The Dangerous Edge - Part 1

 

Little viewed on YouTube, there is a series filmed in 1993, by the BBC Arena programme (complete with Brian Eno intro music) about the life of the author Graham Greene. If you have enjoyed his books, this series is well worth watching.

The Dangerous Edge is part of this trilogy produced after Graham Greene died in 1991. It sheds light on Greene’s secret world, where the characters are typified by morbid obsession: weak men, traitors, hypocrites, failures.

 

The Dangerous Edge - Part 2

The Dangerous Edge - Part 3

 

In the film, the cast of characters includes Kim Philpy talking about his time with Greene in the Secret Service, Greene’s contemporaries John le Carré and Anthony Burgess, his wife Vivien, his mistress Jocelyn Rickards and the secretive Yvonne Cloetta, his companion for the last thirty years of his life.

 

The Dangerous Edge - Part 4

 

The two other parts of the trilogy are "A World of My Own" - Part 1, Part 2, Part 3, Part 4 - and "England Made Me (named after one of Greene's novels and its rather poor film adaptation) - Part 1, Part 2, Part 3, Part 4. The making of this excellent documentary is summarised in "The Other Graham Greene".

 

 

Greene was one of the most "cinematic" of twentieth-century writers with many of his novels and plays and short stories adapted for film or television. Think of "The Quiet American", "The Heart of the Matter", "The Honorary Consul", "Our Man in Havana", and dozens more.
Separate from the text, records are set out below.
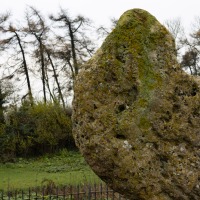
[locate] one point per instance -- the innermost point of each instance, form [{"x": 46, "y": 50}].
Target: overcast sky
[{"x": 100, "y": 11}]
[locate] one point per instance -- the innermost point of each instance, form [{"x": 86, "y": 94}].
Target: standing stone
[{"x": 137, "y": 114}]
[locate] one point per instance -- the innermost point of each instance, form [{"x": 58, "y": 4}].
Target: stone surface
[{"x": 137, "y": 114}]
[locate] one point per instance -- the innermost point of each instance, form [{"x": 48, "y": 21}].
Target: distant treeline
[{"x": 35, "y": 130}]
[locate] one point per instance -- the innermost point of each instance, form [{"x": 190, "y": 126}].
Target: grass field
[{"x": 62, "y": 169}]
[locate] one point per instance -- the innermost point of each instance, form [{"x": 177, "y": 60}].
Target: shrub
[{"x": 36, "y": 130}]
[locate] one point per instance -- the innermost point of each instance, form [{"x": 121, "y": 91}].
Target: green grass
[{"x": 62, "y": 169}]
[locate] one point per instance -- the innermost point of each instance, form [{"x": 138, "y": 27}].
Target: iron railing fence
[{"x": 84, "y": 192}]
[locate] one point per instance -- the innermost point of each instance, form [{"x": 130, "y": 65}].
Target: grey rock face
[{"x": 137, "y": 114}]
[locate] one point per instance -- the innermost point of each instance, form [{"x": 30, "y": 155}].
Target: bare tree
[
  {"x": 13, "y": 40},
  {"x": 36, "y": 27},
  {"x": 77, "y": 47}
]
And who can forget the haunting zither music in "The Third Man" or the memorable line "You know what the fellow said – in Italy, for thirty years under the Borgias, they had warfare, terror, murder and bloodshed, but they produced Michelangelo, Leonardo da Vinci and the Renaissance. In Switzerland, they had brotherly love, they had five hundred years of democracy and peace – and what did that produce? The cuckoo clock." ?

For some quiet reading or watching, there's nothing better than a bit of Graham Greene whom William Golding of "Lord of the Flies" fame described as "the ultimate chronicler of twentieth-century man's consciousness and anxiety."